I have an impossible night. This time the air conditioning in the boat is on, at the request of those in the inner cabins. The vent is above my bunk and I cannot regulate the freezing draft. At 5 o’clock in the morning I give up and lug my mattress to the top deck. After a comfortable hour’s sleep I hang over the rail to watch a bevy of magnificent frigate birds, sweeping and swirling at garbage released from a yacht moored ahead of us. The red bag of one frigate is inflated, looking ridiculous beside its streamlined companions.

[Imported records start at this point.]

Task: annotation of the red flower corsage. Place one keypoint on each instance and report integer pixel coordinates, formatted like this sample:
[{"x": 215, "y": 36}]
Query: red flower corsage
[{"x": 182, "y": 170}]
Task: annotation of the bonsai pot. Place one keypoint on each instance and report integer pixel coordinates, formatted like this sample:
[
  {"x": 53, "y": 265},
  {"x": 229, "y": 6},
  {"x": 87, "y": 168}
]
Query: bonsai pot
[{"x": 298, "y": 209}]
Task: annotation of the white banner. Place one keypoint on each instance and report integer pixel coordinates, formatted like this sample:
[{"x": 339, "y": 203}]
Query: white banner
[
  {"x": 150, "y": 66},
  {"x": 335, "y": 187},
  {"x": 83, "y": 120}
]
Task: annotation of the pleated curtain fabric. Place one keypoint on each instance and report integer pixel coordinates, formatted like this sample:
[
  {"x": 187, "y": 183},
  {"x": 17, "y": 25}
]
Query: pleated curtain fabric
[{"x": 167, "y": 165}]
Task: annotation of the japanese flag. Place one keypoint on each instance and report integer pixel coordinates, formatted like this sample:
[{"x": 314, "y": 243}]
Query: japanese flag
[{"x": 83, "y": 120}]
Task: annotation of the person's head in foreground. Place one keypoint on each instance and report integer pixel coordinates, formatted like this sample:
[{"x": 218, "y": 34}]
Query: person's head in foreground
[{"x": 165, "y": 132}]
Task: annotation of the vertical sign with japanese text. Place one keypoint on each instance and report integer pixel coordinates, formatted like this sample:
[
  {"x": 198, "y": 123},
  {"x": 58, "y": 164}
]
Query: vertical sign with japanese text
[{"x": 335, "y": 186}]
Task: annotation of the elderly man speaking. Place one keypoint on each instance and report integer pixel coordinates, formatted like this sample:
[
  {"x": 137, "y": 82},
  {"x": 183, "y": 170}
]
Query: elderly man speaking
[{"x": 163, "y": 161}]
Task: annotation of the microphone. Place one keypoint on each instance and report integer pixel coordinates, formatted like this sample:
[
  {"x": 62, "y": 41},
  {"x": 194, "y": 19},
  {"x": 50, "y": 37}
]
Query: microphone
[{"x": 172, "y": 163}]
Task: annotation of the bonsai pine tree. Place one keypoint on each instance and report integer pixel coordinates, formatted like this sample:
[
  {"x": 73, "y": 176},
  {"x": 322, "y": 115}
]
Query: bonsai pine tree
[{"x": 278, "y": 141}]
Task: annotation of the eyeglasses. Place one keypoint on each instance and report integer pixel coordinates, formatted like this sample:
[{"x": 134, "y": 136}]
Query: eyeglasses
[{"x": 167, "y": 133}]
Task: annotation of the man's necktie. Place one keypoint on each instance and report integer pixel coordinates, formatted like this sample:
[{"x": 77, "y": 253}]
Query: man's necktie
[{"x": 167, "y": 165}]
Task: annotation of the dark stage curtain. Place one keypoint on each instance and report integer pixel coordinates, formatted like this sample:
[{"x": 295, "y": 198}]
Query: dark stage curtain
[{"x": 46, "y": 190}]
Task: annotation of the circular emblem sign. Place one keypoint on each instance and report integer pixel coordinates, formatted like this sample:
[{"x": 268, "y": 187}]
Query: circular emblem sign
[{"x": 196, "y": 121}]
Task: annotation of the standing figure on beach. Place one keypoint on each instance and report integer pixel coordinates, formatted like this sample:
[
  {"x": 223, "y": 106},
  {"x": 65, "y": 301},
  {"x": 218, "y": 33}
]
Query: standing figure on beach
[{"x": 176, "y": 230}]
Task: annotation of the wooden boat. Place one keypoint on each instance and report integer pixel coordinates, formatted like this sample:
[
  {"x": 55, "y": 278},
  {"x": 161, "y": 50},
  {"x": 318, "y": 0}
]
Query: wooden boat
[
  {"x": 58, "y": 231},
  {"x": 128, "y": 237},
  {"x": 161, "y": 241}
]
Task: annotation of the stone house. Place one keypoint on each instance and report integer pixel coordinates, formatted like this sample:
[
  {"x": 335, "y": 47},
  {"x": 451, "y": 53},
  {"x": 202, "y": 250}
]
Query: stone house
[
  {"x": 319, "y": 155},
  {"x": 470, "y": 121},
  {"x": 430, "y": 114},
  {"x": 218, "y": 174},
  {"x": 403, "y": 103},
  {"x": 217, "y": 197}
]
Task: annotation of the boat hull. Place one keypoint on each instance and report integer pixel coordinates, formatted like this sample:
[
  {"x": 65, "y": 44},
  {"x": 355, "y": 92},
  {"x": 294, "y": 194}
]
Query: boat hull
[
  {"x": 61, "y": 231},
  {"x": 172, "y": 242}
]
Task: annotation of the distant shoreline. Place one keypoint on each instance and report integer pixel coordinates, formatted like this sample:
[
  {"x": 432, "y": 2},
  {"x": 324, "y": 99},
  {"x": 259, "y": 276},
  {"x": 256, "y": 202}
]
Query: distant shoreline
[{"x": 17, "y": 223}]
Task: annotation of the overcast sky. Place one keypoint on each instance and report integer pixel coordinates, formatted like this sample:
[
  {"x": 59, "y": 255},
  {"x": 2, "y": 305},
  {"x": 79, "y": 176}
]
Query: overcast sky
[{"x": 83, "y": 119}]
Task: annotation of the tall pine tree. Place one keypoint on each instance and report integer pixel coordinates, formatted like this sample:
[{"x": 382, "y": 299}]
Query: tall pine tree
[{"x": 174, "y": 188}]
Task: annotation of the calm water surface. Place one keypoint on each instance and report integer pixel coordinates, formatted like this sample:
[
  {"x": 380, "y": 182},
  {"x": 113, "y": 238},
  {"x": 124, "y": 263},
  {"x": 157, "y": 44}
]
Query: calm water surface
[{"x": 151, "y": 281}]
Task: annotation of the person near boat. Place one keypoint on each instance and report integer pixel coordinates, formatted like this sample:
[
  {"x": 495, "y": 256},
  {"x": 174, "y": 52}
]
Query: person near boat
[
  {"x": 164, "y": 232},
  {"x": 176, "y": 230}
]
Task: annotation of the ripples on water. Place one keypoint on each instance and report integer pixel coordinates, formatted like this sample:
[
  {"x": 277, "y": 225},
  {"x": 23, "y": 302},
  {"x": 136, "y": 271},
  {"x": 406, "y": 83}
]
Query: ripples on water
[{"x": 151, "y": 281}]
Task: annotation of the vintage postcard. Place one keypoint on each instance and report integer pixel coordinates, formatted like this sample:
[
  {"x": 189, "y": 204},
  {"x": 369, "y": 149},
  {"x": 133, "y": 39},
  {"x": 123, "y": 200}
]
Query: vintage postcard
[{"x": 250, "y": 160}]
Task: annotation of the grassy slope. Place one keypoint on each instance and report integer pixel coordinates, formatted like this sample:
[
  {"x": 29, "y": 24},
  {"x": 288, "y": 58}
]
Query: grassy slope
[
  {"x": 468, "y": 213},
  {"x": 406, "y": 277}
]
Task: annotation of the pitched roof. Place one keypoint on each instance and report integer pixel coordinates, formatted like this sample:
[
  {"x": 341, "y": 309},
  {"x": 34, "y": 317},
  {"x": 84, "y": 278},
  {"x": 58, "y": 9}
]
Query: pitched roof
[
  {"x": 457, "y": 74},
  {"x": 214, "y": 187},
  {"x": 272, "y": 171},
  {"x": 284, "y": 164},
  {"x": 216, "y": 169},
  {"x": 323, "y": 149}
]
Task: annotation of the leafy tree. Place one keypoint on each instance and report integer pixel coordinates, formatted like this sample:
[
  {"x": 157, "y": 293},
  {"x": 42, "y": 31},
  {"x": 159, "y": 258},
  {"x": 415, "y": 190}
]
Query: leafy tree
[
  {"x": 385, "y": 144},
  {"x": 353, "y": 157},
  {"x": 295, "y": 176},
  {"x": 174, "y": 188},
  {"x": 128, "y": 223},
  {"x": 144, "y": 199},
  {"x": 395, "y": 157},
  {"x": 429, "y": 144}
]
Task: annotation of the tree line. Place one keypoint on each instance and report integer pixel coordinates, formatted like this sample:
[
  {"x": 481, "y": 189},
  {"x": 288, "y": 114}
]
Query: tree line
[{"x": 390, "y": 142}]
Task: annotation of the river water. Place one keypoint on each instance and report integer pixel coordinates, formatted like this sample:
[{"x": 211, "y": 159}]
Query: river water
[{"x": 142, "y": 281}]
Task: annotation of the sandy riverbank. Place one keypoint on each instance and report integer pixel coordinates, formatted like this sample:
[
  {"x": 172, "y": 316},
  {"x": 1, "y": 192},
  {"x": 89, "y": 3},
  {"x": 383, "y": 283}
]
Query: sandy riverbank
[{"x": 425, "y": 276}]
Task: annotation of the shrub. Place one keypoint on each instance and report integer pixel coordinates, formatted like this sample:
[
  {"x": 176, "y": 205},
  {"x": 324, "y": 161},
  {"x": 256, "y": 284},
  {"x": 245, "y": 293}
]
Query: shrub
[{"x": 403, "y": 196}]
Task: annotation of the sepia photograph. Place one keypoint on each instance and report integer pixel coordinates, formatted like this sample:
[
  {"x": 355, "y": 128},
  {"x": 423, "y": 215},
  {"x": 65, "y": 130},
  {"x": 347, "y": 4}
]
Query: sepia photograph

They are followed closely by storm petrels dancing daintily on the waters like delicate butterflies, and a single lava gull joins the fray as they snatch up the fish which are tempted by the garbage in the water.
We are called into dinghies and motor round the island. Sea lions congregate near our dry landing place. Frigates swoop overhead and swallow tailed gulls squat in rock ledges. Billie leads us right handed along the rocky lava, and we see numerous young frigates on nests, while the parents fly overhead, some with full-blown red pouches. They take twenty minutes to inflate, Billie tells us.
Backtracking, then heading inland, we see several enormous iguanas in strategic places, and cameras click madly. Billie thinks they may have recently been released there, because he says they are Baltra iguanas, and not native to Seymour. He’s not seen so many there before. We pass through a colony of frigates. The males build the nests, and try to entice the females with their display; one lone male with fully inflated balloon waits forlornly on a sparse nest of twigs.
“He’ll fail,” says Billie, “because no self-respecting female will want to sit on that nest for the best part of a year.”
Gradually the lava stones and boulders give way to sand and rocks, and we come across a colony of blue-footed boobies. Some young in various stages pant in the intense heat. We pass two more tourist groups.
We pause to sit on boulders, looking out to sea, and watch a sea lion nursery, guarded by a jealous honking male. Bodies sprawl and slap everywhere. It is extraordinary how the babies manage to flounder clumsily over sharp boulders and through crevices without wincing. Their blubber no doubt protects them. Sizeable breakers crash against the coast, and sea lions play or wallow in their path. I watch two actually surf the waves in a long run right onto the shore! They don’t mind us a bit, and wait patiently for us to get out of their way before flopping through to the group. Some small babies vie with each other as their mother wallows in the shallows, turning over lazily to offer the tiny tight nipples.